Kim: Create a space for dialogue. Working moms need allies in the workspace that they can open up to and have honest conversations with. Not only implement a flexible working environment, but design jobs around them. Create a different workspace to come back to.
Instead of fixing the position of women at work, why don’t organizations fix the environment in which women work? Way too many companies talk about empathy, but are they really putting themselves in the shoes of working moms in order to determine what they want in the workplace?
Rica: I am thankful that Union’s president, Catherine Marcolin, is a woman and a mother. It has led to an empathetic attitude towards the need for a flexible attitude towards women’s mental health and the logistical needs of being a parent during the pandemic.
I think we need more kick-ass moms at the highest levels of agency leadership. Those who are willing to reinforce the message to the entire agency: It’s okay to work different hours, or that sometimes compromises will have to be made to accommodate family life.
If that message is said enough, hopefully working moms will feel free to speak up and ask for the space they need to survive, without fear of being seen as underperforming.
Alexis: Keep up that flexibility. We’ve all gotten a window into each other’s homes, and the shit we all have to deal with. I think our empathy has grown, and that’s an important thing for the industry to embrace post-pandemic, too.

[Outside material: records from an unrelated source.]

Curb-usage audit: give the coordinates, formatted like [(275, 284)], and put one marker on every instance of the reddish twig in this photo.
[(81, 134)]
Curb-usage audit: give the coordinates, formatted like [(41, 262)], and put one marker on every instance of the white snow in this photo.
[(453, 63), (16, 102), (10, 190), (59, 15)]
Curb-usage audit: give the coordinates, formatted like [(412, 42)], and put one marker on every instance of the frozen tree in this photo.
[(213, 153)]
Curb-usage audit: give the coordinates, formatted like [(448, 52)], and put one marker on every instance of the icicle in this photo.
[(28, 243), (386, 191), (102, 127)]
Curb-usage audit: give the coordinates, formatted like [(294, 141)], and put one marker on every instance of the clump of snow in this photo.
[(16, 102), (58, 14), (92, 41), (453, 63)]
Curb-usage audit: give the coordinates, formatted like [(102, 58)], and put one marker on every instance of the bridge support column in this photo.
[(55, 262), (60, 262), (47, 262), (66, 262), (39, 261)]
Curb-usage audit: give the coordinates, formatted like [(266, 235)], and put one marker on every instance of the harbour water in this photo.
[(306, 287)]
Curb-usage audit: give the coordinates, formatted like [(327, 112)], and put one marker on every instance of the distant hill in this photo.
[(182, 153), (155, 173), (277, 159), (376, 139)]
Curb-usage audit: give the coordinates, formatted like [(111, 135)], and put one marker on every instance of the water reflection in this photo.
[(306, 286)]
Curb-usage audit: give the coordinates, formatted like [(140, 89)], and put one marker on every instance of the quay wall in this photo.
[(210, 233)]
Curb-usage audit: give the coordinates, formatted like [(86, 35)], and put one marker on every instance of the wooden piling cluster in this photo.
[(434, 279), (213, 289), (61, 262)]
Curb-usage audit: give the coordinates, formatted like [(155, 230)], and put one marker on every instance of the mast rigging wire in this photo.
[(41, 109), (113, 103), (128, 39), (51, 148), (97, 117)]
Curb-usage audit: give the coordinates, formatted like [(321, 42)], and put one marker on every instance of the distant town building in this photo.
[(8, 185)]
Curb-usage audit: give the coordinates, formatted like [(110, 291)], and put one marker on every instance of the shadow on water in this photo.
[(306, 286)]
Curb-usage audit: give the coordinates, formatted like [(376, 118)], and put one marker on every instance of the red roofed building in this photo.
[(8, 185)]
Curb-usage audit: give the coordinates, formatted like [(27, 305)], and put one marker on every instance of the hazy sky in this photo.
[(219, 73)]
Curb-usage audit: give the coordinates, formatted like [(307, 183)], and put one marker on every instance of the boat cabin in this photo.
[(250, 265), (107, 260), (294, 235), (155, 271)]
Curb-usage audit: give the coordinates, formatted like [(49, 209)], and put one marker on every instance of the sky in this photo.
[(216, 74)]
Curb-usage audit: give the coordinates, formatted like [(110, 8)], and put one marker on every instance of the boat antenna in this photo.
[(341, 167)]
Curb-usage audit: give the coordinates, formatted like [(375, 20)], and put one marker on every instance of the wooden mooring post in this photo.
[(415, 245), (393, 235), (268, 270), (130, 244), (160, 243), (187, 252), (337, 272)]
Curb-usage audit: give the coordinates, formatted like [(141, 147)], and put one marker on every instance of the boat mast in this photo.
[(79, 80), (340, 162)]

Lindsay: Implement parent-friendly scheduling policies, and ensure that everyone knows it’s okay to use them. Studies show that a compressed work week or a shorter work day can reduce burnout. To help accommodate heavily impacted employees (such as working parents), managers can consider updating job descriptions, enact organizational development processes, or allow employees to job craft.
Continue to have empathy and provide support throughout all aspects of a mom’s job and career. Be flexible, communicate and reward/acknowledge successes. This will be more important than ever.
Maybe one day there will be an organization that supports women and specifically moms in advertising, connecting them with other moms for support and providing a safe space to talk about the issues moms in advertising deal with.